Der Vergleich mit Hessen ist an diesem Wahlabend bestimmt nicht das größte Problem des Markus Söder und der CSU. Dennoch lohnt ein Blick von München nach Wiesbaden. Während die CSU in Bayern auf historisch niedrigem Niveau stagniert, fährt die CDU in Hessen ein Plus von beinahe acht Prozent ein.
Die unverschuldete Flugblatt-Affäre und das wieder aufflammende Thema Migration – Söder fallen bestimmt viele Gründe ein, warum das Wahlergebnis mal wieder deutlich hinter den Erwartungen zurückgeblieben ist. Dennoch führt kein Weg daran vorbei: Diese Landtagswahl ist die dritte große Wahl, bei der Söder für seine CSU nicht punkten konnte.
Mit seinem Solo-Wahlkampf verengte Markus Söder die CSU auf eine Person – sich
Dabei hat sich die CSU jahrzehntelang als eine Art bessere CDU verstanden. Tiefer verwurzelt in Stadt und Land, schlagkräftiger im Wahlkampf, erfolgreicher an der Wahlurne. Dieses penetrant vorgetragene Selbstbild war immer etwas zu schön, um wahr zu sein. Ganz falsch aber war es nicht.
Damit ist nun Schluss, und zwar nicht nur wegen des Vergleichs mit Hessen, der die Gewichte in der Union verschieben wird. Die CSU trifft das Lebensgefühl der Menschen längst nicht mehr traumwandlerisch wie einst. Der Kampf gegen Gender-Windmühlen, das Gekeife gegen die Grünen, dazu ein bisschen „Sommer, Sonne, CSU“ – zeitweise ging Söders Wahlkampf in fast schon grotesker Weise an den Sorgen der Bürgerinnen und Bürger vorbei, die bezahlbare Wohnungen suchen, sichere Jobs und Antworten auf die Frage, wie sich die Migration begrenzen lässt.

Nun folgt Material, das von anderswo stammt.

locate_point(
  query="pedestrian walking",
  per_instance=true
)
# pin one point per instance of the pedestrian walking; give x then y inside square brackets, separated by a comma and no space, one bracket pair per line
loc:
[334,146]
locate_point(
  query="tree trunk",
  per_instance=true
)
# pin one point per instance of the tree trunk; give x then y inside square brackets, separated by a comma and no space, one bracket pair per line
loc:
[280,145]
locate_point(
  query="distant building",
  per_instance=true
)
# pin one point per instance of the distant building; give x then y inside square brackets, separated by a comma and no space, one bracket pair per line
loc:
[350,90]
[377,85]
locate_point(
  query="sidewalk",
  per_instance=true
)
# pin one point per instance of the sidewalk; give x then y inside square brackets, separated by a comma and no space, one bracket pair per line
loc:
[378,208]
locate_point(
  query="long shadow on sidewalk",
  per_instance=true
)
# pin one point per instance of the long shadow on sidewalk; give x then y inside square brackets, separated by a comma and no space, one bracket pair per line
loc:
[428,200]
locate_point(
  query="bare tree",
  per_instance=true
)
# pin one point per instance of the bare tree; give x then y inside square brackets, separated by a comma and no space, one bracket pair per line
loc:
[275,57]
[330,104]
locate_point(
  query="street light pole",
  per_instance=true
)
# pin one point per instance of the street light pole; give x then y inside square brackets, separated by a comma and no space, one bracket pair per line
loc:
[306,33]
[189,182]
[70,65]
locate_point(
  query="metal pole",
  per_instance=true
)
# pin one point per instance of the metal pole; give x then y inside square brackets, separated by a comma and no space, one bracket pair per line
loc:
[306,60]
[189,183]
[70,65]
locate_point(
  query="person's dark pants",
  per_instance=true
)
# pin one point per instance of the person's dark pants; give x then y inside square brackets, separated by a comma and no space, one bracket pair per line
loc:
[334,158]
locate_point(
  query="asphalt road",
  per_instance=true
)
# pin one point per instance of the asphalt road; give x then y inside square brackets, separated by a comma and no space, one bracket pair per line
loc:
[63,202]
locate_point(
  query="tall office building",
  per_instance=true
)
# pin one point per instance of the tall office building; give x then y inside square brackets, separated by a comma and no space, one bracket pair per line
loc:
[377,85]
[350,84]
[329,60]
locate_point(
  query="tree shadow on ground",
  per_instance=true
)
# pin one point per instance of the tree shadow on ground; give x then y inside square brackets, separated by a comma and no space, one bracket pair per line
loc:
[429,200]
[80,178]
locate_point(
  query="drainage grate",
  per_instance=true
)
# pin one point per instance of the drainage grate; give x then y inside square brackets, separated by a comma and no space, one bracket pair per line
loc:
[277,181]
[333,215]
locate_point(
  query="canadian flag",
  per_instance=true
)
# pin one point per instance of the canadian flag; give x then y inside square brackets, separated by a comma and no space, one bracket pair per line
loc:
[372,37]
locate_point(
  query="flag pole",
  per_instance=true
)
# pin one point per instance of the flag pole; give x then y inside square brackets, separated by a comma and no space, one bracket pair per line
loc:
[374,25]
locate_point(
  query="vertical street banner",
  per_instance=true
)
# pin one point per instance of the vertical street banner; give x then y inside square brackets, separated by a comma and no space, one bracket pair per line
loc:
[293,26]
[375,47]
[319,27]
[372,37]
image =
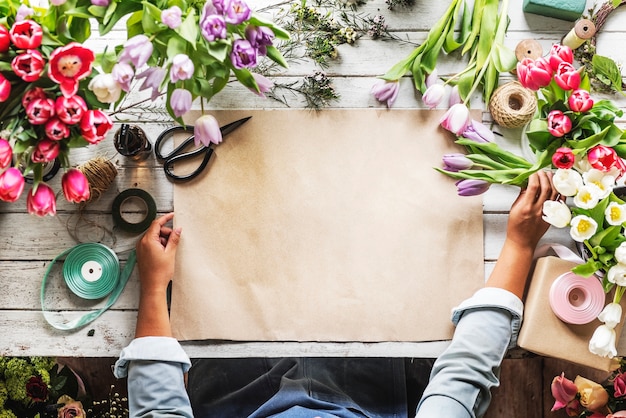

Sicher, überall in Europa schwindet die Bindekraft der Volksparteien, für die Zersplitterung der Gesellschaft kann Söder nichts. Doch mit seiner Solo-Show im Wahlkampf verstärkte er das Problem und verengte die Volkspartei CSU auf eine Person. Statt ein Team mit Themen zu verknüpfen, war von der Wirtschaft über den Wohnungsbau bis zur Windkraft nur einer zuständig – der Ministerpräsident selbst. Doch Söder allein reicht nicht.
Das Erstarken der AfD in Bayern ist nicht nur ein Problem für die CSU, sondern für die Demokratie insgesamt
Die zweite Niederlage des Abends ist weit schlimmer, sie betrifft unser demokratisches System als solches. Weder CSU noch Freie Wähler fanden ein Rezept gegen Rechtsaußen. Im Gegenteil: Trotz der Franz-Josef-Strauß-Doktrin, wonach es rechts neben der CSU keine demokratisch legitimierte Partei geben dürfe, tummeln sich in Bayern dort nun so viele Wähler wie sonst nirgends in der alten Bundesrepublik. Die auch durch die Affäre um das antisemitische Flugblatt in Aiwangers Schulranzen ausgelöste Verschiebung in der öffentlichen Debatte nach rechts, schlägt sich nun im Wahlergebnis nieder.
Dabei hat Söder, das muss man ihm zugesehen, nichts unversucht gelassen. Nachdem das Anbiedern bei ganz Rechts („Asyltourismus“) 2018 nicht verfangen hatte, schlüpfte er dieses Mal in die (ungewohnte) Robe des Staatsmannes. Und wieder ging es schief. Auch Hubert Aiwanger muss sich fragen lassen, ob er mit Auftritten wie in Erding („die Demokratie wieder zurückholen“) nicht in Wahrheit das Geschäft der AfD betreibt.
All das ist nicht nur ein Problem für die CSU, sondern für unsere Demokratie insgesamt. Volksparteien wie die CSU sind, bei allen Fehlern, ein Schatz, den es zu hüten gilt. Sie gleichen widerstreitende Interessen im Inneren aus und erleichtern so die spätere Kompromisssuche mit ihren politischen Wettbewerbern. Nie war das wichtiger als heute.
„Ich will die Klammer sein, die das Land zusammenhält“, hatte Söder im Interview mit unserer Redaktion zuletzt gesagt. Ob es wirklich Söder persönlich dafür braucht, Bayern zusammenzuhalten, das wird die CSU in den nächsten Wochen und Monaten schon klären. Für die CSU als Partei aber gilt das mehr denn je.